As I ride my bike home through the night, whiffs of skunkweed float through the air in the most peculiar places… wafting through the manzanita, seeping over neighborhood fences, and from underneath greenhouse walls…peculiar, maybe, but very consistently spaced,on my five mile ride, never more than a quarter mile between gardens. During the harvest each job has its own flavor, and name Camp cut, Lizard hill, Murphie’s land, Moonshine Rd.
You got Angies’s place with the trimming machine roaring and the leaf flying, the air full of crystal dust, discarded leaves piling up in mounds and falling off the deck. Sticky plant partials clinging to pant legs, sweaters and polar fleece, beautiful young girls working next to their friend’s papa, their old teachers –aid, their little brothers. Bruce’s hardy laugh after bending too close to the trimming fan, to jokingly distort his voice, and losing an inch and a half of his mountain man beard.
Then there is Lizard hill, late night on lizard hill. Mostly musicians or musician’s supports, festival goers, vagabonds, nomads. Trimming starts early evening and goes until ganja turns the night into musical magic, everyone’s heart opening to the call of ancient song, crawling to bed as the sun hints its arrival in the sky. Sometimes food, sometimes showers, sometimes sleep, but always mountains of ganja and plenty of fresh cool water. Food for the soul.

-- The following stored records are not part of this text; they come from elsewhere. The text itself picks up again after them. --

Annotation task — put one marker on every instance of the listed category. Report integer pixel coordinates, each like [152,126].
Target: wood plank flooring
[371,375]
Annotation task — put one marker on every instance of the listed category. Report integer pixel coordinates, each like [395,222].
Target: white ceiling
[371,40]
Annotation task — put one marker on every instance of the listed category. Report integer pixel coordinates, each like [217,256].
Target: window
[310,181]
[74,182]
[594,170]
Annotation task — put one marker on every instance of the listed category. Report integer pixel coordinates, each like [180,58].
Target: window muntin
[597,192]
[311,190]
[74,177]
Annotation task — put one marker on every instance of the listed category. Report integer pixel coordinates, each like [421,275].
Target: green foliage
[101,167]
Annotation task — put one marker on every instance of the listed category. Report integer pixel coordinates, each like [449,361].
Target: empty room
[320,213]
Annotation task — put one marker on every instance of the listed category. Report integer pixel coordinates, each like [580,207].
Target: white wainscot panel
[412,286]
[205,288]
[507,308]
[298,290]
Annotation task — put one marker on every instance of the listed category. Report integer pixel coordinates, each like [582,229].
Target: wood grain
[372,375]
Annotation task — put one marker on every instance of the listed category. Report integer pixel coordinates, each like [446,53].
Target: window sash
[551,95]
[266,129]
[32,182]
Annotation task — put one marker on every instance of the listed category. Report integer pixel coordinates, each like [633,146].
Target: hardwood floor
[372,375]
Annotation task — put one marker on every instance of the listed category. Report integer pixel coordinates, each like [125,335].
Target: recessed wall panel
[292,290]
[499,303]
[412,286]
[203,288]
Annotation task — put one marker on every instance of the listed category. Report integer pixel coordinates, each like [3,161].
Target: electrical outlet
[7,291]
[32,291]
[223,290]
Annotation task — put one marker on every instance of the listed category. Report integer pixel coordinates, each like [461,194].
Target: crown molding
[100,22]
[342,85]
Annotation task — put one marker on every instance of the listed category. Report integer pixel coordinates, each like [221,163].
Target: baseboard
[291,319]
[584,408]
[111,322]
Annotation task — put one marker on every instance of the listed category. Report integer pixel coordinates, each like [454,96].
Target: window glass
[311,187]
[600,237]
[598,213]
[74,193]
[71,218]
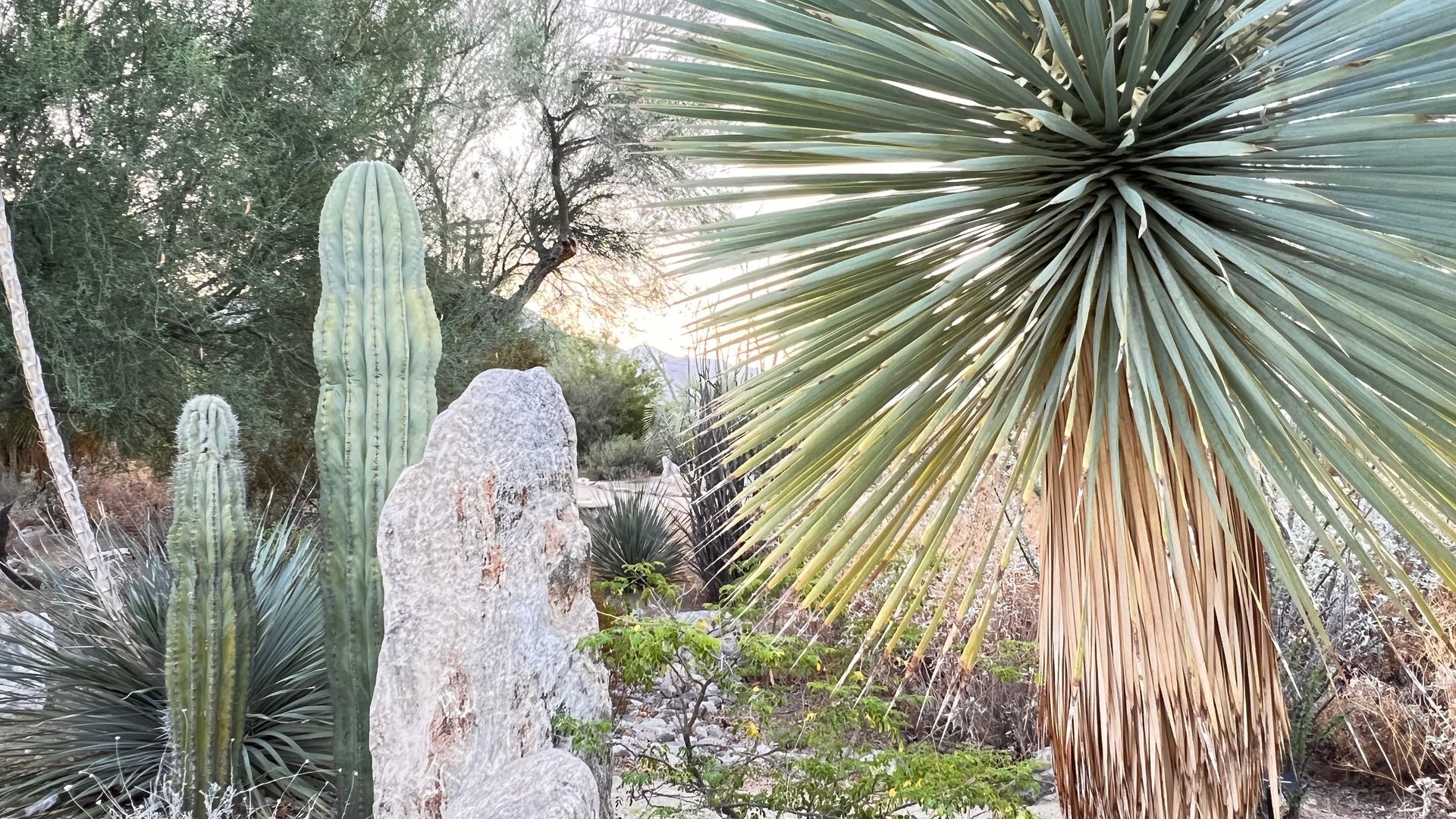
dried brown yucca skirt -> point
(1161, 691)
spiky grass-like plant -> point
(99, 742)
(1147, 249)
(632, 532)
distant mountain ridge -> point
(679, 371)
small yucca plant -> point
(635, 531)
(99, 742)
(1141, 251)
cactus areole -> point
(212, 615)
(376, 343)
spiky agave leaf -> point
(1150, 248)
(99, 741)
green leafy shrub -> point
(99, 741)
(607, 391)
(848, 757)
(634, 537)
(620, 458)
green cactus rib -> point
(376, 341)
(212, 614)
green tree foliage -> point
(607, 391)
(168, 161)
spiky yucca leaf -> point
(99, 741)
(1152, 251)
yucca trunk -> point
(1163, 694)
(66, 487)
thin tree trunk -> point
(1163, 687)
(46, 420)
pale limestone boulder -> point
(487, 594)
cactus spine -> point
(212, 615)
(376, 341)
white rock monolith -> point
(487, 594)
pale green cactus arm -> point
(212, 615)
(376, 341)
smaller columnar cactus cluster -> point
(212, 615)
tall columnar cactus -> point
(212, 615)
(376, 343)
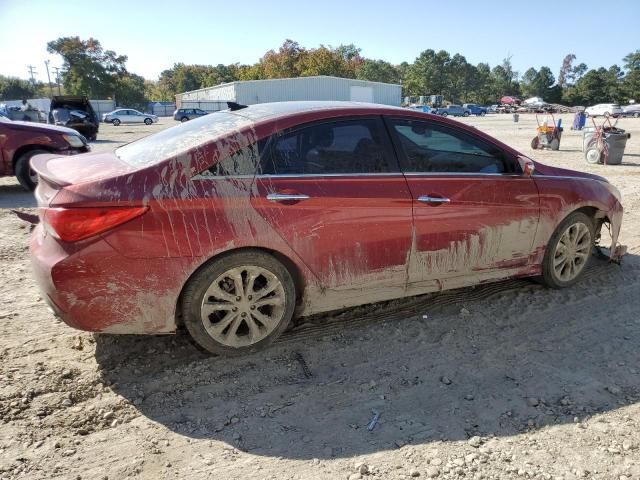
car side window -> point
(336, 147)
(242, 162)
(429, 147)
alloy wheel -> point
(243, 306)
(572, 252)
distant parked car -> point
(474, 109)
(631, 111)
(74, 112)
(184, 114)
(19, 141)
(128, 115)
(453, 110)
(603, 109)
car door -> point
(475, 214)
(333, 191)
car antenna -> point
(233, 106)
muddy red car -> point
(235, 222)
(20, 141)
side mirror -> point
(528, 167)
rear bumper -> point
(93, 288)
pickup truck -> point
(474, 109)
(453, 110)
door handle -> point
(433, 200)
(284, 197)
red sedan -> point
(234, 222)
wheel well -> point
(26, 149)
(293, 269)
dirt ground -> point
(509, 380)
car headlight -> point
(73, 140)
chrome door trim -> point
(283, 197)
(428, 199)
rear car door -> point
(474, 212)
(334, 192)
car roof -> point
(263, 111)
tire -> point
(27, 177)
(593, 155)
(560, 274)
(213, 330)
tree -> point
(566, 69)
(13, 88)
(322, 61)
(89, 70)
(284, 62)
(377, 71)
(631, 83)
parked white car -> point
(603, 109)
(128, 115)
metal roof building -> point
(288, 89)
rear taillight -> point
(73, 224)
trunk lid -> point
(69, 170)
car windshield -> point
(179, 139)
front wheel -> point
(25, 175)
(568, 251)
(239, 303)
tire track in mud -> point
(599, 279)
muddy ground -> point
(510, 380)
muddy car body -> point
(20, 141)
(235, 221)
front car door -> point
(475, 214)
(333, 191)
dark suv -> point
(19, 141)
(184, 114)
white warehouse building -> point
(286, 89)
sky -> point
(155, 34)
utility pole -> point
(32, 70)
(57, 70)
(46, 64)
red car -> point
(234, 222)
(19, 141)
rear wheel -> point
(239, 303)
(25, 175)
(568, 251)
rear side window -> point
(429, 147)
(337, 147)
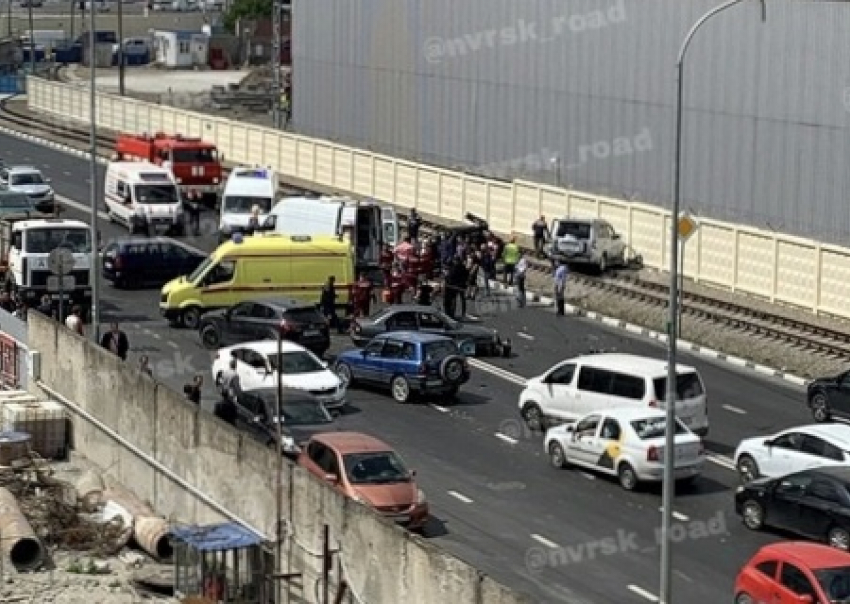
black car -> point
(262, 320)
(427, 319)
(814, 503)
(830, 397)
(303, 416)
(147, 261)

Camp cut....to me it is really camp peace. Clean, organized, quiet, undemanding...just plain peaceful. Chairs arranged in a shady spot with lights hung from the trees. Music flowing from the I-book and stories rolling off of gypsy tongues, tales of dancing through Africa and kayaking over wild granite drops of the Sierra rivers. To adjust the thermostat I would take off clothes or add a woolen layer, depending on where the sun stood in the sky. Big baskets to catch the shake and an assortment of very sharp scissors to please your preference, spring loaded ones for the green leaf and easy flowing handles for the dry bud. Definitely the most beautifully, hand trimmed bud on the Cliffs.
We dream the American dream, dream of places we will visit, things we will build, the schools our children will attend. We talk about the quality of our crops and speculate about next years possibilities just like other farmers throughout our country, history, time…. with one exception this crop is illegal. How strange, to imagine it illegal to grow a plant. But this group of farmers seem used to the idea of persecution. They remain, poised, waiting wondering who will go down and when; how extensive will the punishment be and how expensive the retrieval.
Still, I think this is a magical moment in history. Medicinal marijuana is becoming legal. With wavering rules and regulations, and unclear stipulations growing, and some types of consumption are becoming decriminalized. The underground faction of ganja cultivation is buzzing, one of the only industries that isn’t corporate. Small, single person and family owned farm operations catch the enchantment of old times, the warm supportive attitude of community. What will happen when /if marijuana cultivation becomes truly legal? Will it go the way of tobacco, alcohol, and food production? Now that really would be a crime.